The National Capital Region Transportation Planning Board (TPB) is updating its Visualize 2045 long-range transportation plan for the metropolitan Washington region. The draft, however, is woefully unbalanced against transit and other forms of multi-modal transportation, including bicycling.

We need to Speak Up! now to improve that balance by devoting more funding to multi-modal transportation, including protected bicycling infrastructure.

Smart growth analysts assess that the plan spends twice as much on highways as on transit and other modes of travel. It only reduces per capita miles of driving a modest 3% by 2045 despite TPB’s own climate study showing the region needs a much larger and quicker reduction in car dependence. Because transportation is the primary source of greenhouse gas emissions, the proposed plan makes no progress in reducing greenhouse gas, one of its claimed goals.

The TPB is the federally designated metropolitan planning organization for metropolitan Washington. It works with local, state, regional, and federal partners to coordinate future plans, provides data and analysis to decision makers, and coordinate regional programs to advance safety, land-use coordination, and more. Visualize 2045, unfortunately, falls short of the board’s own analysis and fails to respond adequately to TPB public survey results and overwhelming public comments demanding climate action and more sustainable and equitable transportation investments.

TPB still has the opportunity to change this plan but won’t unless we Speak Up! We need to let the board know that it needs to deemphasize plans for bigger highways that contribute to sprawl, congestion, and pollution and instead increase funding for transit, biking, walking, and robust multimodal transportation networks.

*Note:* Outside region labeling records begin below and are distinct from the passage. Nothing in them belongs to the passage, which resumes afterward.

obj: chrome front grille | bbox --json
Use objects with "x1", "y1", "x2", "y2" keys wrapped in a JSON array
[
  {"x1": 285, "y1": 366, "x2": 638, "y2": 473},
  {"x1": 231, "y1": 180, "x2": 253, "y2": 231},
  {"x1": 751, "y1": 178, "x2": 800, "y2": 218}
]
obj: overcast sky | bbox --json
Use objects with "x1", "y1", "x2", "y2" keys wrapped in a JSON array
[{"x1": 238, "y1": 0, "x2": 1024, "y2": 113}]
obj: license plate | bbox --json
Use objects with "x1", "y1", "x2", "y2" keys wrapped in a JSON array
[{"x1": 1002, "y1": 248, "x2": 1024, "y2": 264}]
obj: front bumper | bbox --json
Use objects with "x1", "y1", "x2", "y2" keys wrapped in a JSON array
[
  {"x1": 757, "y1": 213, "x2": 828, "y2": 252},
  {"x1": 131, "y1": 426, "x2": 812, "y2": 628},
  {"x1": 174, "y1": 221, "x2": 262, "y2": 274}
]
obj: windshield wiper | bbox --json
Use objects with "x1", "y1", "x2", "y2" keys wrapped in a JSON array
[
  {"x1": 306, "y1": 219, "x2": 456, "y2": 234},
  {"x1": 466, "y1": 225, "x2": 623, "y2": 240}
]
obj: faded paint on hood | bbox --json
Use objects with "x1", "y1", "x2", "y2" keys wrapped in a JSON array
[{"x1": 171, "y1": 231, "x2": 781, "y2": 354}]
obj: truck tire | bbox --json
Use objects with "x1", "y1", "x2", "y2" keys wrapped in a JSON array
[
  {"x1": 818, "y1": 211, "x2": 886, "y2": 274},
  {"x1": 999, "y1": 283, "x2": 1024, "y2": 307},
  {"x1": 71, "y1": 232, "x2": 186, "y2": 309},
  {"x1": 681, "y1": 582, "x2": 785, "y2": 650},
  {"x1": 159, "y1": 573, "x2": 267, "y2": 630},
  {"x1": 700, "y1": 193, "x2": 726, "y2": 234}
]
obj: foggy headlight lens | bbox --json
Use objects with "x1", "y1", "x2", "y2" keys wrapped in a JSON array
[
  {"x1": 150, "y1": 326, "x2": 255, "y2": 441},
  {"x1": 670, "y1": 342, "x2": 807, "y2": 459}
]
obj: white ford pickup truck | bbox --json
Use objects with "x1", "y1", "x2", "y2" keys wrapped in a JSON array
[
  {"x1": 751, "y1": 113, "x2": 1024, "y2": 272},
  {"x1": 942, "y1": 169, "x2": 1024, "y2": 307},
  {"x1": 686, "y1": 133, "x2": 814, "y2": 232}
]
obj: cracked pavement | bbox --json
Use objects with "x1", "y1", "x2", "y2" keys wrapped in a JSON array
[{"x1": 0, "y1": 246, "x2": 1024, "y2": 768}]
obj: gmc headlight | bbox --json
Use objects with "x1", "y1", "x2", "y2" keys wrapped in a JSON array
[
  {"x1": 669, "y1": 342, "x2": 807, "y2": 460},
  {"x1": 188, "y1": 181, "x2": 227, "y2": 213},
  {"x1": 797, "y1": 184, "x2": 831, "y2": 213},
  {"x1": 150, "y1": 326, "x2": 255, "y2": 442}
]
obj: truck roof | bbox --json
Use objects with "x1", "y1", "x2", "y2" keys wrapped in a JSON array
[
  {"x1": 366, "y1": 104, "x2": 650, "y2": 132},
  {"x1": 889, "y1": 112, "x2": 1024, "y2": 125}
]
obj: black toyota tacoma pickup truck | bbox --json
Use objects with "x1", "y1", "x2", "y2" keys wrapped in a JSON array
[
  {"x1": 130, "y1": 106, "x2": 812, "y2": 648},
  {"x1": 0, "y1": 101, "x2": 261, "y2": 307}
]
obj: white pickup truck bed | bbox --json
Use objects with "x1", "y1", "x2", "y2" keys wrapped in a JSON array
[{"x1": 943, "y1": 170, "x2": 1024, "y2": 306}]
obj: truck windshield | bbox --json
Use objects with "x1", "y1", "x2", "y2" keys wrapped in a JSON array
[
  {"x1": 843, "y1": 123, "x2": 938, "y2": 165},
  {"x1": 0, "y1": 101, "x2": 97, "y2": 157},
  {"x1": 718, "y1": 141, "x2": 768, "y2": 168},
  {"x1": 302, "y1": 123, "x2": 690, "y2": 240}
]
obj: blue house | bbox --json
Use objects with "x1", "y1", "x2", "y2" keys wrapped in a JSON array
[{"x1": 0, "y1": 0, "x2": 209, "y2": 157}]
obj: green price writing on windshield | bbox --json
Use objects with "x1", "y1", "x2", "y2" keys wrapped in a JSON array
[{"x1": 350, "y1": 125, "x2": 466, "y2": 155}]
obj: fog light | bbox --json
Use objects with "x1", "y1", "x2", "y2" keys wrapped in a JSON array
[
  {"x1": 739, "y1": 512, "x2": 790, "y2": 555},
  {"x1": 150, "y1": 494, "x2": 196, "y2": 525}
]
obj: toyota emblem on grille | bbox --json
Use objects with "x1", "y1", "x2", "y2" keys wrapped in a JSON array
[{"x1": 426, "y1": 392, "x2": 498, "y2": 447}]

Submit your comments to TPB by Sunday, May 1, 2022 and urge the board to:

  • Prioritize infrastructure spending to shift more travel to transit, biking, and walking.
  • Expand existing and build new trail and shared use path networks and install connected and protect bike lane networks.
  • Set specific, numerical targets for adopting electric vehicles (20 to 25% of vehicles on the road by 2030) and expand bike share networks featuring e-bikes.
  • Alter plans to reduce per capita passenger vehicle miles traveled by 15 to 20% by 2030.
  • Commit to pursue the full slate of strategies that TPB’s own climate study shows are necessary.
  • Adopt a plan that will foster more walkable, transit-oriented communities.